Part depends on the goal of involvement. Some people with a talent seek ways to enrich and develop it. Some people simply want to have their wonderfulness confirmed.

Confirmation is easy. Give the young persons constant praise. Always tell them (and their parents) how wonderful they are; never critique or criticize them. Of course, feedback that would interrupt this unending praise is also feedback that would allow them to grow and develop their talents.

There are often perks. There will be a super-special trip to the East Podunk Arts Festival as featured performers, or a spot in the line-up of the Outer Bogwomp Intraleague Playoffs. But all these “exclusive” events require of participants is the ability to write a check that won’t bounce.

These types of programs can be fine. They create some great childhood memories and as an adult, the young person can reminisce about the talent that he never really developed.

For those who do want to grow, there’s another type of balance to strike, and that’s the balance between the needs of the student and the needs of the program.

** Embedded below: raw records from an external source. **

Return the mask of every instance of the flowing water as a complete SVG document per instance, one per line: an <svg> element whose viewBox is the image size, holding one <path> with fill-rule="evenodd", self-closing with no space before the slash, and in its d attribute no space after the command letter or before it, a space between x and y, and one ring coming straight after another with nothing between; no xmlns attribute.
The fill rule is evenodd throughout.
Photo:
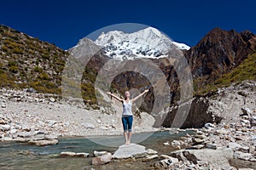
<svg viewBox="0 0 256 170"><path fill-rule="evenodd" d="M177 139L192 131L184 131L178 133L170 131L156 132L152 133L147 139L138 143L158 151L158 154L169 154L173 148L164 145L163 143ZM137 136L147 135L148 133L134 134ZM92 157L60 157L62 151L86 152L92 156L94 150L106 150L113 153L118 147L110 147L108 141L113 145L118 146L124 143L122 136L100 136L95 138L71 138L61 139L59 144L49 146L35 146L25 143L1 142L0 143L0 169L148 169L147 164L142 162L111 161L110 163L102 166L91 166ZM131 168L130 168L131 169Z"/></svg>

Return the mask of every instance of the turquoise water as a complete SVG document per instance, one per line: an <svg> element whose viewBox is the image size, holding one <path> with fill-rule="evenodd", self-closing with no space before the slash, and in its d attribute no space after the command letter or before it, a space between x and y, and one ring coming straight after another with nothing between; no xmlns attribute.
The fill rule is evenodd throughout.
<svg viewBox="0 0 256 170"><path fill-rule="evenodd" d="M192 131L181 132L179 133L169 133L168 131L154 133L146 140L139 144L155 150L160 154L169 154L173 148L170 145L165 146L164 142L177 139L186 133L192 133ZM133 138L139 138L140 135L147 133L134 134ZM91 166L92 157L60 157L62 151L86 152L92 156L94 150L106 150L113 153L118 147L109 147L95 143L102 144L104 141L111 141L113 145L124 143L123 136L100 136L92 140L86 138L61 139L59 144L49 146L34 146L25 143L1 142L0 143L0 169L115 169L120 166L117 161L111 162L108 165ZM123 169L131 162L121 162ZM137 165L137 163L138 165ZM143 169L144 164L140 162L132 163L136 167ZM126 165L125 165L126 164ZM131 166L132 166L131 165ZM111 167L113 166L113 167ZM128 166L129 167L129 166Z"/></svg>

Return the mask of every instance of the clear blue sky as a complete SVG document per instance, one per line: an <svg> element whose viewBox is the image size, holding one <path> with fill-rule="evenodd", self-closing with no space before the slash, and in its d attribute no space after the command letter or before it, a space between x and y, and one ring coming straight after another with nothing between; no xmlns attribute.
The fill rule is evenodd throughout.
<svg viewBox="0 0 256 170"><path fill-rule="evenodd" d="M0 24L63 49L102 27L139 23L195 46L214 27L256 34L254 0L23 0L0 3Z"/></svg>

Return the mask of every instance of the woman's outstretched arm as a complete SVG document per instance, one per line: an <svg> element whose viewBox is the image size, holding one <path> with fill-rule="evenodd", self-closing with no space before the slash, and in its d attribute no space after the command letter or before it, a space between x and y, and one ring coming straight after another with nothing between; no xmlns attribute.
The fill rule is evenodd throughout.
<svg viewBox="0 0 256 170"><path fill-rule="evenodd" d="M144 94L148 93L148 89L144 90L144 92L137 96L136 96L135 98L133 98L132 99L131 99L131 102L135 102L137 99L139 99L141 96L143 96Z"/></svg>
<svg viewBox="0 0 256 170"><path fill-rule="evenodd" d="M120 99L119 97L111 94L110 92L107 92L108 94L111 95L112 97L113 97L114 99L116 99L117 100L120 101L120 102L123 102L123 99Z"/></svg>

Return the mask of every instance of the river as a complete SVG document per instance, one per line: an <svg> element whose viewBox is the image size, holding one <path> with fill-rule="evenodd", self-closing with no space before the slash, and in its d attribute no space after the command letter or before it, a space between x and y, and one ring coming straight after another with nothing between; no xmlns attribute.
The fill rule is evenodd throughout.
<svg viewBox="0 0 256 170"><path fill-rule="evenodd" d="M147 139L138 143L158 151L158 154L169 154L174 149L163 143L177 139L193 131L184 131L175 133L172 131L153 133ZM148 133L134 134L137 136ZM118 147L110 147L104 141L112 141L113 145L123 141L122 136L97 136L92 138L63 138L59 139L59 144L48 146L35 146L26 143L1 142L0 143L0 169L148 169L150 162L140 161L119 161L113 160L103 166L91 166L92 156L82 157L60 157L62 151L86 152L92 156L94 150L106 150L113 153ZM96 141L96 143L95 142ZM132 141L131 141L132 142Z"/></svg>

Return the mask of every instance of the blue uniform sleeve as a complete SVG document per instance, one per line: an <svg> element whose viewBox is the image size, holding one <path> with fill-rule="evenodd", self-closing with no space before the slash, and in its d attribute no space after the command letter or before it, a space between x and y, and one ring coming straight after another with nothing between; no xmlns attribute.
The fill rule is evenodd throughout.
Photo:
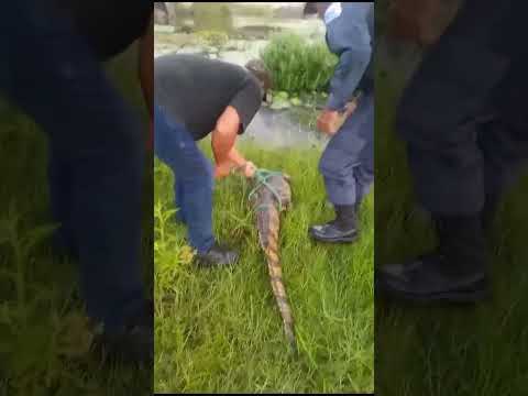
<svg viewBox="0 0 528 396"><path fill-rule="evenodd" d="M352 7L355 6L355 7ZM333 77L330 80L330 96L327 108L341 110L352 100L372 57L372 37L365 9L350 4L344 12L327 25L327 43L339 56Z"/></svg>

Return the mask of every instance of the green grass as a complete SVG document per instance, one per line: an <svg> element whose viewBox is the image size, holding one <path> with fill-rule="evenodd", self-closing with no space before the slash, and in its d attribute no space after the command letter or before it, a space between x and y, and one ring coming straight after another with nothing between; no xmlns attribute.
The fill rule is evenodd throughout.
<svg viewBox="0 0 528 396"><path fill-rule="evenodd" d="M374 383L373 197L355 245L312 243L307 228L327 221L317 151L242 147L258 166L293 177L283 216L284 279L296 320L299 359L287 353L267 270L240 176L217 184L215 230L241 253L232 268L189 264L185 230L170 218L173 176L155 166L155 391L372 392Z"/></svg>
<svg viewBox="0 0 528 396"><path fill-rule="evenodd" d="M338 58L324 42L308 43L293 34L276 34L262 59L272 74L274 89L288 94L326 91Z"/></svg>
<svg viewBox="0 0 528 396"><path fill-rule="evenodd" d="M435 243L414 206L405 151L393 128L397 89L376 80L376 264ZM479 307L400 307L376 299L376 394L525 395L528 383L528 177L490 233L494 298Z"/></svg>
<svg viewBox="0 0 528 396"><path fill-rule="evenodd" d="M129 66L135 56L131 50L108 67L127 98L143 107L136 72ZM0 395L150 394L151 371L103 367L87 353L91 334L76 265L50 246L45 135L1 99L0 120ZM152 230L152 182L145 193L151 196L145 227Z"/></svg>

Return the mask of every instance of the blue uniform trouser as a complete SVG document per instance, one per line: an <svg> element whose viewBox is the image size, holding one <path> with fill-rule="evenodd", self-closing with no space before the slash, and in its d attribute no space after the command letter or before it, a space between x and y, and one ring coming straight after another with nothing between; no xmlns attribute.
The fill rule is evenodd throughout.
<svg viewBox="0 0 528 396"><path fill-rule="evenodd" d="M0 91L48 136L56 220L78 253L88 315L112 331L144 306L140 120L48 2L2 6Z"/></svg>
<svg viewBox="0 0 528 396"><path fill-rule="evenodd" d="M174 195L179 219L187 224L189 243L199 253L215 243L212 235L213 173L184 125L154 106L154 150L174 173Z"/></svg>
<svg viewBox="0 0 528 396"><path fill-rule="evenodd" d="M482 211L512 184L528 153L526 130L510 128L491 102L510 67L491 44L501 30L498 4L468 2L400 102L396 128L407 143L415 190L437 215Z"/></svg>
<svg viewBox="0 0 528 396"><path fill-rule="evenodd" d="M365 94L354 113L328 143L319 170L333 205L355 205L374 182L374 92Z"/></svg>

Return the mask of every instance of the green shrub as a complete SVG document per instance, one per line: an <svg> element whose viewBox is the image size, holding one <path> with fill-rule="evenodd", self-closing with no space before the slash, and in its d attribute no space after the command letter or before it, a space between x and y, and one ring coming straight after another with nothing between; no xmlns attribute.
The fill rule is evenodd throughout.
<svg viewBox="0 0 528 396"><path fill-rule="evenodd" d="M309 43L296 34L278 34L262 51L274 89L294 95L326 91L338 58L324 43Z"/></svg>

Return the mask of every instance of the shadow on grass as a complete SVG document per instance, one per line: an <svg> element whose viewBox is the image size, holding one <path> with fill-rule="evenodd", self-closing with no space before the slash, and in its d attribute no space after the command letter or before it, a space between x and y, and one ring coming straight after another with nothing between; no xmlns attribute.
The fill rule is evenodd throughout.
<svg viewBox="0 0 528 396"><path fill-rule="evenodd" d="M143 107L135 59L131 48L107 67L127 99ZM102 366L89 353L76 265L51 248L45 135L2 98L0 120L0 395L150 395L151 370ZM147 187L144 221L152 230L152 182Z"/></svg>
<svg viewBox="0 0 528 396"><path fill-rule="evenodd" d="M376 80L376 265L435 243L411 216L405 152L394 134L395 91ZM528 370L528 178L508 195L490 234L494 297L482 306L407 307L376 299L376 394L522 395Z"/></svg>

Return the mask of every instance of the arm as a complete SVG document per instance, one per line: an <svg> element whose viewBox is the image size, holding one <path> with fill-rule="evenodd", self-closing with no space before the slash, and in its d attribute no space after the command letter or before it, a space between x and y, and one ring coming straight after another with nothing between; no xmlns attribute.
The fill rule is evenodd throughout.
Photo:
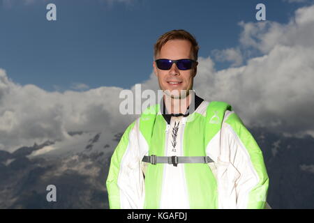
<svg viewBox="0 0 314 223"><path fill-rule="evenodd" d="M224 207L228 208L264 208L269 178L262 151L239 116L226 112L221 132L219 162L225 189Z"/></svg>
<svg viewBox="0 0 314 223"><path fill-rule="evenodd" d="M144 177L140 168L137 121L130 124L111 158L107 178L110 208L142 208L144 197Z"/></svg>

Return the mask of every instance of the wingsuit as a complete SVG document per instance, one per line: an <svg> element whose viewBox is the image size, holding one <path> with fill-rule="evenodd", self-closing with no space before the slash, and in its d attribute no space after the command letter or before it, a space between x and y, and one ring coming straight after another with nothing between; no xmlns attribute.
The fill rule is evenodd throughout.
<svg viewBox="0 0 314 223"><path fill-rule="evenodd" d="M193 112L167 114L163 99L126 128L107 178L110 208L264 208L269 178L253 137L230 105L193 95Z"/></svg>

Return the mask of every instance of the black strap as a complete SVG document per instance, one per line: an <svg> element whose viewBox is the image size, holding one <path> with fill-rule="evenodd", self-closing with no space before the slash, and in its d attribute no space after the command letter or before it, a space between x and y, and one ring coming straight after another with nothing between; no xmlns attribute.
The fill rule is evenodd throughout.
<svg viewBox="0 0 314 223"><path fill-rule="evenodd" d="M209 156L156 156L145 155L142 162L156 165L157 163L167 163L177 167L179 163L209 163L214 161Z"/></svg>

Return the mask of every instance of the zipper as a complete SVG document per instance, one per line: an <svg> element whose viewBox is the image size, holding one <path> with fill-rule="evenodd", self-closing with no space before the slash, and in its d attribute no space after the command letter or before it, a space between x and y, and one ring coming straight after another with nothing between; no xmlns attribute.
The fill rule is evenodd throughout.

Drift too far to either end of the scale and things get ugly. There are parents who think, for instance, that schools sports exist only to provide a platform for their Little Johnny to take his next step toward Awesome Sports Success. Other players, the teams, the school, even Little Johnny’s own education—all of that is inconsequential next to Little Johnny’s need to Be the Biggest Star.

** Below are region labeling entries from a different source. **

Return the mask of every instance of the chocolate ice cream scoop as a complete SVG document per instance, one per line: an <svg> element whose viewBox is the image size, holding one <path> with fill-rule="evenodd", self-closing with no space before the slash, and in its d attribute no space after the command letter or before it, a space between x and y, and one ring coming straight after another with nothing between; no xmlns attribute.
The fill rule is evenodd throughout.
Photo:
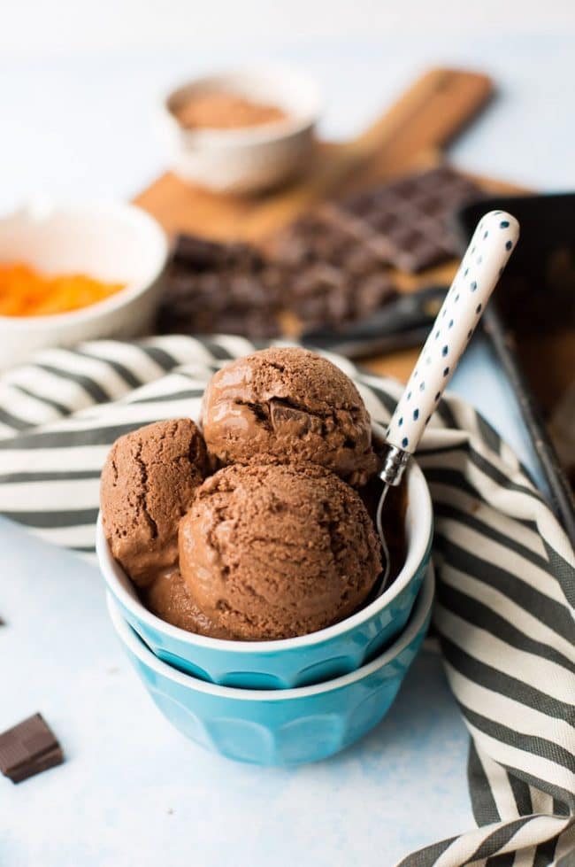
<svg viewBox="0 0 575 867"><path fill-rule="evenodd" d="M304 459L364 484L379 469L357 389L327 359L272 347L226 365L206 390L202 426L223 464L259 454Z"/></svg>
<svg viewBox="0 0 575 867"><path fill-rule="evenodd" d="M147 608L167 623L180 629L207 635L211 639L232 638L200 611L192 599L177 566L160 573L142 591Z"/></svg>
<svg viewBox="0 0 575 867"><path fill-rule="evenodd" d="M190 419L157 422L117 439L102 471L102 519L111 553L142 587L178 561L178 523L209 470Z"/></svg>
<svg viewBox="0 0 575 867"><path fill-rule="evenodd" d="M359 495L329 470L235 464L203 483L180 522L180 569L214 624L265 640L352 614L381 561Z"/></svg>

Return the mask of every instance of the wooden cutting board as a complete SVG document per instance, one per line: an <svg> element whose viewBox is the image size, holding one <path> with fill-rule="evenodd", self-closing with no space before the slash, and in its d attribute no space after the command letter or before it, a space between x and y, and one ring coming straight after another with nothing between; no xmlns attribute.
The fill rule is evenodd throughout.
<svg viewBox="0 0 575 867"><path fill-rule="evenodd" d="M190 232L221 240L242 239L265 245L286 224L326 197L385 182L441 159L442 150L481 111L494 87L484 74L465 70L432 69L357 138L318 143L306 174L272 193L231 197L188 185L168 172L134 199L169 234ZM493 192L516 188L478 179ZM456 263L448 262L417 277L397 273L401 289L449 283ZM372 369L407 379L416 350L368 360Z"/></svg>

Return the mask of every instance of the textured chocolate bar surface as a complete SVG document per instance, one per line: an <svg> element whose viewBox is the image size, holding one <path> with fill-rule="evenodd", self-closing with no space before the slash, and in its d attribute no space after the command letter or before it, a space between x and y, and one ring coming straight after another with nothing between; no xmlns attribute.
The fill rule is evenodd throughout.
<svg viewBox="0 0 575 867"><path fill-rule="evenodd" d="M358 231L371 230L384 260L417 272L457 255L449 219L481 195L468 178L441 166L368 190L340 206L357 221Z"/></svg>
<svg viewBox="0 0 575 867"><path fill-rule="evenodd" d="M41 714L0 734L0 771L19 783L64 761L62 748Z"/></svg>

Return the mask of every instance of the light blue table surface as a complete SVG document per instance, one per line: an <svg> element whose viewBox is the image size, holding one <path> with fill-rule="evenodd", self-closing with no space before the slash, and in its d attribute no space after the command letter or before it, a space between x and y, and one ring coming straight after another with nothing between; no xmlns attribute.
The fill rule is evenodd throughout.
<svg viewBox="0 0 575 867"><path fill-rule="evenodd" d="M0 62L0 210L40 193L133 194L164 165L150 95L254 53L196 45L189 56ZM533 186L573 185L569 35L279 44L272 57L321 80L333 135L364 126L431 62L485 68L502 94L454 148L456 161ZM479 356L475 343L454 389L472 395L529 464L512 396ZM108 623L95 566L4 521L0 550L0 730L41 710L66 754L20 786L0 778L3 867L391 867L472 826L467 735L433 652L383 724L347 753L296 770L236 765L164 722Z"/></svg>

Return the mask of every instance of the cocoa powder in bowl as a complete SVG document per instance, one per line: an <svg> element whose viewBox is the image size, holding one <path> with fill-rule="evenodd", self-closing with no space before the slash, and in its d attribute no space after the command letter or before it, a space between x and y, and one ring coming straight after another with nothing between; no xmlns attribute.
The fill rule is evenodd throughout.
<svg viewBox="0 0 575 867"><path fill-rule="evenodd" d="M172 112L185 129L234 129L285 120L278 105L253 102L239 94L218 90L192 93Z"/></svg>

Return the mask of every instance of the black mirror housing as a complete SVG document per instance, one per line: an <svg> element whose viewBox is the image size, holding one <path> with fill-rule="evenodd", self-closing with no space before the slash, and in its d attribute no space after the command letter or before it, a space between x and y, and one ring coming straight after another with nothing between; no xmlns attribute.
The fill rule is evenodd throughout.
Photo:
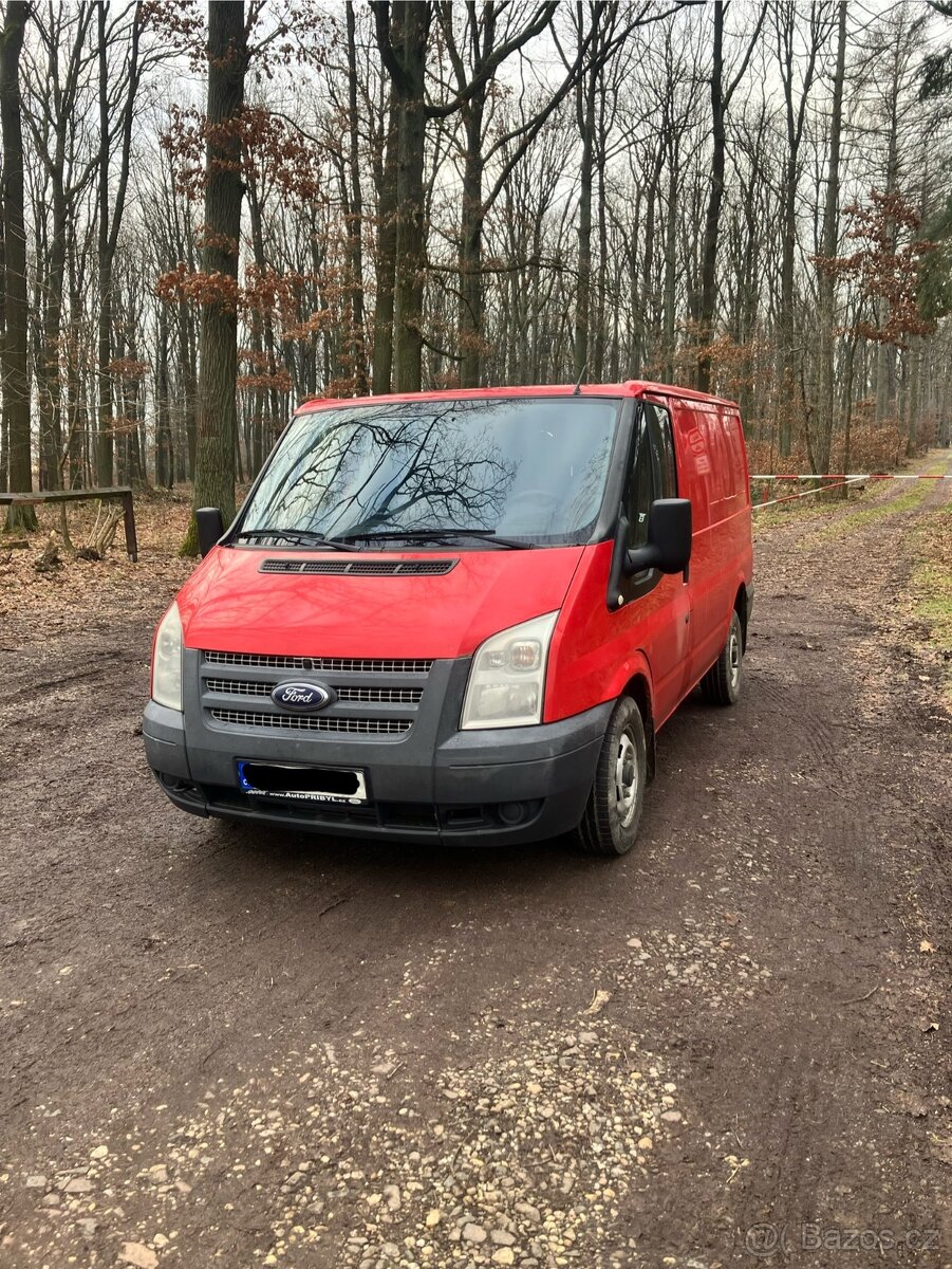
<svg viewBox="0 0 952 1269"><path fill-rule="evenodd" d="M683 572L691 560L691 501L659 497L648 509L648 542L625 556L625 572Z"/></svg>
<svg viewBox="0 0 952 1269"><path fill-rule="evenodd" d="M217 506L199 506L195 511L199 555L207 556L213 546L224 537L224 522Z"/></svg>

This approach is not particularly character-building, and Little Johnny either grows up to be a colossal self-centered jerk, or he finally gets fed up and tells his hard-driving parents to take a flying leap off the top of the Oil City sign.

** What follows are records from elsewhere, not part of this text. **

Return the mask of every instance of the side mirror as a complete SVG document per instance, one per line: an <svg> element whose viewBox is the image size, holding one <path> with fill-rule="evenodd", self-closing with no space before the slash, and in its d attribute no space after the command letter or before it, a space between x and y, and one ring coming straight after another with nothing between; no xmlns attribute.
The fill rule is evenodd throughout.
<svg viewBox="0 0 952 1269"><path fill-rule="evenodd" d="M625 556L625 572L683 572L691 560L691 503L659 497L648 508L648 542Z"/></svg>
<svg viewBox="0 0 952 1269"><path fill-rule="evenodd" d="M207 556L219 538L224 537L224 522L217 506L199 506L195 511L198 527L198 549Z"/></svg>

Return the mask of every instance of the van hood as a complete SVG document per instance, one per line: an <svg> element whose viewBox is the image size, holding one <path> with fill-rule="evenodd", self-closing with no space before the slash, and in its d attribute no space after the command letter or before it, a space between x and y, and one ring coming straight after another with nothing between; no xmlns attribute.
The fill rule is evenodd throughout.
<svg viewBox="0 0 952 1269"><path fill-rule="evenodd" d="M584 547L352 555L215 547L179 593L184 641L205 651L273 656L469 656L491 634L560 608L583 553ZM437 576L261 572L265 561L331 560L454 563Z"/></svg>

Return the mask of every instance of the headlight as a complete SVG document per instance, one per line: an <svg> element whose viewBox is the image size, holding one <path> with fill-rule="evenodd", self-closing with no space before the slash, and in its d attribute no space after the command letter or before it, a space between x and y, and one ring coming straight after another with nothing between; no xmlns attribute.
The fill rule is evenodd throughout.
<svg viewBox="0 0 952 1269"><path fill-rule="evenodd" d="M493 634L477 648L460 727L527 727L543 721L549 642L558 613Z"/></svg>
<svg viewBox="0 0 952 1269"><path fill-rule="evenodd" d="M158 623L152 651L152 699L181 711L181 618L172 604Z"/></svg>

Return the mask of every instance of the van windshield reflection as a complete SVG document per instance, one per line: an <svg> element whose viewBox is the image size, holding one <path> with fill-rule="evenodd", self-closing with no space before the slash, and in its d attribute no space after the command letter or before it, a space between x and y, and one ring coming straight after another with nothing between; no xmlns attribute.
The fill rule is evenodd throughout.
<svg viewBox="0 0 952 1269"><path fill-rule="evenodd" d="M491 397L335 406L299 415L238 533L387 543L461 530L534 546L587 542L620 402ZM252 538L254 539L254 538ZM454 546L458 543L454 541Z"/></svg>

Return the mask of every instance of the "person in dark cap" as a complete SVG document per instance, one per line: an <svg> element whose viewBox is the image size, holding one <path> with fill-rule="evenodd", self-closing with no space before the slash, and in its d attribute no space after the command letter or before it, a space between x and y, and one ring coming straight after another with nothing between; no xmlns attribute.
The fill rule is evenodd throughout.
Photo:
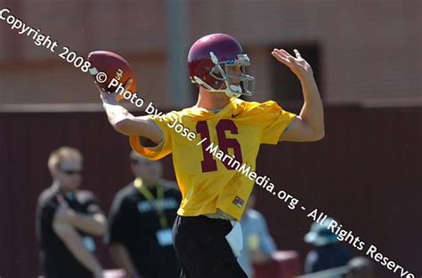
<svg viewBox="0 0 422 278"><path fill-rule="evenodd" d="M328 229L328 224L332 220L328 218L322 225L313 223L304 235L304 242L314 246L305 258L305 274L345 266L354 257L352 250L340 243L337 235Z"/></svg>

Neither leads to great success. And the number of great sports legends to come from Venangoland is not something you need a lot of extra hands to count. You can try to get everything possible for your sports prodigy, but if your child doesn’t come out of the program with some character, the rest is meaningless.

An important part of character is the ability to devote time and effort to something larger than yourself. But on the other ugly end of the scale we find coaches and directors who believe that students exist only as fodder for The Program.

There’s no question that in the arts and sports, you ask students to make sacrifices now to pay off down the road. You practice till it hurts because later you’ll be better. You take one for the team because that’s part of being a member of a team.

But if you are always taking one for the team, and the team never takes one for you, something’s wrong. It’s like being a renter instead of an owner—you pay and pay and pay and still the result never belongs to you, but is always the property of the real owner. His band, his team, his show. His pride and success.

Parents whose child is charting this world need to watch out for the best interests of that child, and they have a right, and perhaps an obligation, to walk away from a leader who does not have the best interests of the student in mind.

Yes, these sorts of endeavors require time and effort and sacrifice. But if the student is being asked to give up a sizeable chunk of his life, and the return on that investment is supposed to be the satisfaction of making his Glorious Leader successful, something is out of whack.

No fair answering, “But Janey loves practicing her accordion sixty hours a week” if you’ve taught her since birth that she has to love it or you will be Very Disappointed. If you’ve created an atmosphere at home where your child can’t tell you the truth, you have another problem.

Because in the end, your child is your guide. The average shmoe can tell the team’s winning and still not be sure whether it’s any good. Audiences can take in a performance and not know whether it required virtuoso skills or was so easy that trained chimps could have managed it. They have to take someone’s word for it. But the final measure of the worth of a program is whether it enriches your child’s life, or makes it miserable; whether it helps her grow up or merely makes her wish she could be old enough to quit on her own.